6.2.1 Prophétisme et compassion

Il est important de préciser que le ministère de Jésus se situe dans un contexte historique précis : Jésus est dans la tradition des prophètes, il exerce un ministère de proclamation en appelant, comme l’a fait Jean Baptiste, au repentir en vue du salut. Il se dévoue exclusivement pour Israël et va jusqu’à refuser toute autre sollicitation (Cf. Mat 15:25)[17]. Il est sans cesse en mouvement, guérissant les malades, pardonnant les péchés et annonçant le Royaume de Dieu. Le nombre même de ses apôtres confirme cette dimension prophétique en renvoyant aux douze tribus d’Israël alors que son enseignement messianique renvoie aux temps futurs quand tout Israël sera sauvé[18].

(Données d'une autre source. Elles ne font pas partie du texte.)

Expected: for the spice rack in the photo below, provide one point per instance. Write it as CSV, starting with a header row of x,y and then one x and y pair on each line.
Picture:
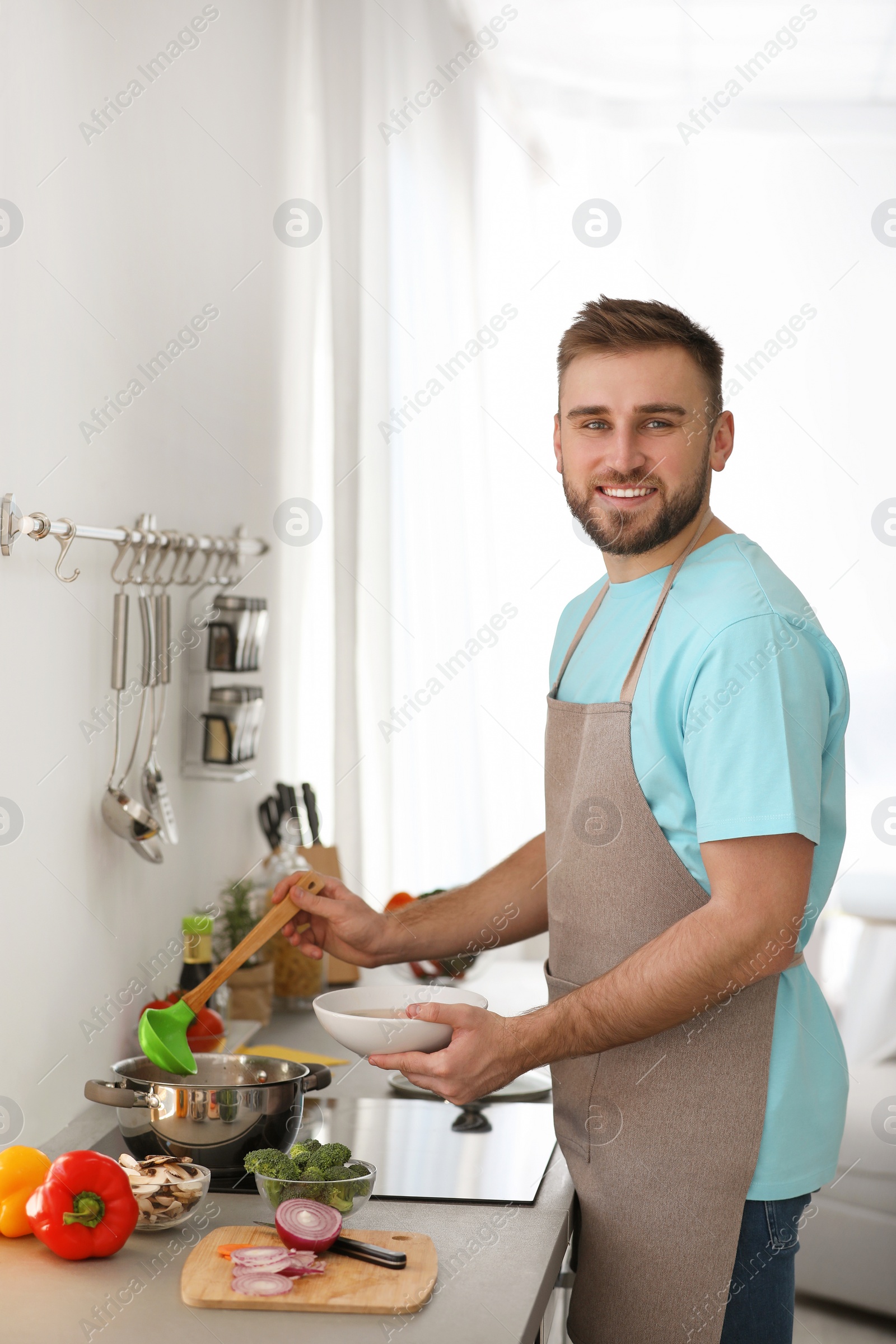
x,y
222,717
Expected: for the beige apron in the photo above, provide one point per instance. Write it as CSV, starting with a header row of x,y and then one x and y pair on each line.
x,y
661,1136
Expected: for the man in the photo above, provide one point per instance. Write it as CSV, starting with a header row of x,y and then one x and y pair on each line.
x,y
695,823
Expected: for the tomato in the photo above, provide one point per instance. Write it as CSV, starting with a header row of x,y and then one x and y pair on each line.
x,y
207,1033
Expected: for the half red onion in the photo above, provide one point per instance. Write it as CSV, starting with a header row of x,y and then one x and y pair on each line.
x,y
267,1258
257,1284
298,1271
307,1226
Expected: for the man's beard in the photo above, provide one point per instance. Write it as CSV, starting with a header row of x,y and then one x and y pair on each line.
x,y
621,533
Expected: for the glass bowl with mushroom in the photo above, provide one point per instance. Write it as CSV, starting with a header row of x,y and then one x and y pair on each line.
x,y
167,1190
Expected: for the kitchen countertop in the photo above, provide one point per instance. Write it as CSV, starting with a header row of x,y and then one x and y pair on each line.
x,y
493,1282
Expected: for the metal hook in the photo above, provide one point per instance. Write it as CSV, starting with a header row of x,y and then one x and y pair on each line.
x,y
220,550
198,581
175,546
65,542
225,572
189,545
123,548
160,550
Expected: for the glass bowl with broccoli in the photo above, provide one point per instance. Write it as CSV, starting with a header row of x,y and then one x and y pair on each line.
x,y
323,1173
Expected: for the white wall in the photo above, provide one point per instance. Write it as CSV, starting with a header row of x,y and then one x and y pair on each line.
x,y
125,240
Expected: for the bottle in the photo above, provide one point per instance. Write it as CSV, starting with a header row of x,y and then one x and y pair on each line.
x,y
198,932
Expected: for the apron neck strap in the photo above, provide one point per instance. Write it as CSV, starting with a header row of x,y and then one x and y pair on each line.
x,y
577,637
634,671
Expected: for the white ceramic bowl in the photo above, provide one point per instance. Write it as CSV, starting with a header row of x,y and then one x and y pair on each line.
x,y
389,1035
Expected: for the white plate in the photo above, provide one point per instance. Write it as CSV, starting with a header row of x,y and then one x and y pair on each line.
x,y
388,1035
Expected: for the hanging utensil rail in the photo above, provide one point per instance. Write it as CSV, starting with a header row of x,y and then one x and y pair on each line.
x,y
14,523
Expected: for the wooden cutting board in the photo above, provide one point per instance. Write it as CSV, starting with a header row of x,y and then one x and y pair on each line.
x,y
347,1285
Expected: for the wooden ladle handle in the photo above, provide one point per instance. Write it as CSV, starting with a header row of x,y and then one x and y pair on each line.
x,y
265,929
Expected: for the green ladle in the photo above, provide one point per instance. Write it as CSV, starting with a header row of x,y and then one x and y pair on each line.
x,y
163,1032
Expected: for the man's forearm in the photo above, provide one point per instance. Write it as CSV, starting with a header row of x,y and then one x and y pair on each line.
x,y
506,905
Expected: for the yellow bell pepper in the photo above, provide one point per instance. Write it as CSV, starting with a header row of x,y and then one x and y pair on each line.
x,y
22,1170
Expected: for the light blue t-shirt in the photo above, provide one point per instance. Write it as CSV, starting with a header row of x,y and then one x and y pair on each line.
x,y
738,730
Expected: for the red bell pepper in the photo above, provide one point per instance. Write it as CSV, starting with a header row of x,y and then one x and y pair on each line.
x,y
85,1207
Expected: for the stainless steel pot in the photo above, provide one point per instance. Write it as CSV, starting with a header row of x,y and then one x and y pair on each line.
x,y
231,1105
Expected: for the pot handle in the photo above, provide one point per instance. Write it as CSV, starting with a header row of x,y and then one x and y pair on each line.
x,y
319,1079
119,1094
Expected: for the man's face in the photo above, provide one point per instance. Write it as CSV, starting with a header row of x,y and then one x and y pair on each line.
x,y
634,447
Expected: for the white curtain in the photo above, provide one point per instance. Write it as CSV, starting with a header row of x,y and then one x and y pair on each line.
x,y
401,576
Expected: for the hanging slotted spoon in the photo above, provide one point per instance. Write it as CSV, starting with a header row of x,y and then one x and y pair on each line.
x,y
152,785
123,814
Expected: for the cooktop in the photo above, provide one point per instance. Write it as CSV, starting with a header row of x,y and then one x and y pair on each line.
x,y
432,1150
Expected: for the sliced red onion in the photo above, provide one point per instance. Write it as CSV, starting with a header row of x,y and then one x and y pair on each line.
x,y
307,1226
270,1258
302,1257
301,1271
261,1285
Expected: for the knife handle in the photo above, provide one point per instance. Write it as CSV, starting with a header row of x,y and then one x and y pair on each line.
x,y
311,808
374,1254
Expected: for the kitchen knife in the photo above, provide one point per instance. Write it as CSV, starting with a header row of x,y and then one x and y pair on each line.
x,y
311,808
269,818
289,810
362,1250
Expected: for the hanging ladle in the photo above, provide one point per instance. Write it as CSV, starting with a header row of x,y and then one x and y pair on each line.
x,y
153,788
123,814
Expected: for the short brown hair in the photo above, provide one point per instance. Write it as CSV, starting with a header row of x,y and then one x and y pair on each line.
x,y
624,324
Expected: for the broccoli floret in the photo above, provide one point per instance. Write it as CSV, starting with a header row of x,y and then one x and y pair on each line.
x,y
302,1152
270,1161
332,1155
340,1200
338,1174
346,1184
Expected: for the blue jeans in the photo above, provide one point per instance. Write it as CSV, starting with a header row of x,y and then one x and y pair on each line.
x,y
760,1308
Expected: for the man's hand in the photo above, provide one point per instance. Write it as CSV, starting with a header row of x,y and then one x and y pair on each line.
x,y
506,905
486,1053
340,924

Les Évangiles, dès le début du ministère public de Jésus, mettent en avant cette dimension de proclamation. Mais Jésus semble autant intéressé à être proche des exclus, des pauvres et des malades pour les guérir qu’à enseigner ses auditeurs. Et bien que son ministère concerne d’abord exclusivement ceux qui sont juifs, son attitude s’oppose aux comportements, aux pratiques et aux structures qui tendaient à restreindre ou à exclure des membres potentiels de la communauté israélite[19]. Il s’agit de ceux que l'establishment juif marginalisait : les pauvres, les aveugles, les lépreux, les affamés, ceux qui pleurent, les pécheurs, les collecteurs d'impôts, les possédés, les persécutés, les prisonniers, le simple peuple ignorant de la Loi, les petits, les derniers, les brebis perdues, les prostituées[20]. C’est l’amour qui guidait Jésus; avec compassion, il allait vers ceux et celles qu'on avait mis de côté. C’est avant tout cela le but de son ministère, le soulagement des souffrances et la réconciliation avec Dieu : Par le ministère de Jésus, Dieu inaugure son règne eschatologique en faveur des pauvres, des humbles et des méprisés[21].

Si Jésus allait en priorité vers les marginalisés, c’est parce que leur situation était source de souffrance ; souffrance du rejet, de l’humiliation et qu’à la différence des bien-portants, de ceux qui se croyaient justes devant Dieu, ils répondaient à son appel à la conversion (Cf. Mat 21:31). Jésus est à l’écoute de ceux qui l’entourent pour les soulager par la force de l’Esprit. Son but n’était pas de rassembler le plus de personnes possible dans les synagogues. Il guérissait les malades par compassion et à la vue de ces prodiges, les foules se rassemblaient autour de lui pour écouter son enseignement.


NOTES

[17] Cf. D. J. BOSCH, Die Heidenmission in der Zukunftsschau Jesu: Eine Untersuchung zur Eschatologie der Synoptischen Evangelien. Zurich: Zwingli Verlag, 1959, p. 77.

[18] Cf. L. GOPPELT, Theology of the New Testament, vol 1. Grand Rapids, Eerdmans, 1981, pp. 207-213.

[19] D. SENIOR, « The Foundations for Mission in the New Testament », dans The Biblical Foundations for Mission de Donald Senior and Carroll Stuhlmueller, Maryknoll, Orbis Books, 1983, p. 154.

[20] A. NOLAN, Jesus Before Christianity, Maryknoll, N.Y./Le Cap, Orbis Books/David Philip 1976, pp. 21-29.

[21] D. J. BOSCH, La dynamique de la mission chrétienne, Histoire et avenir des modèles missionnaires, Labor et Fides 1996, p. 41.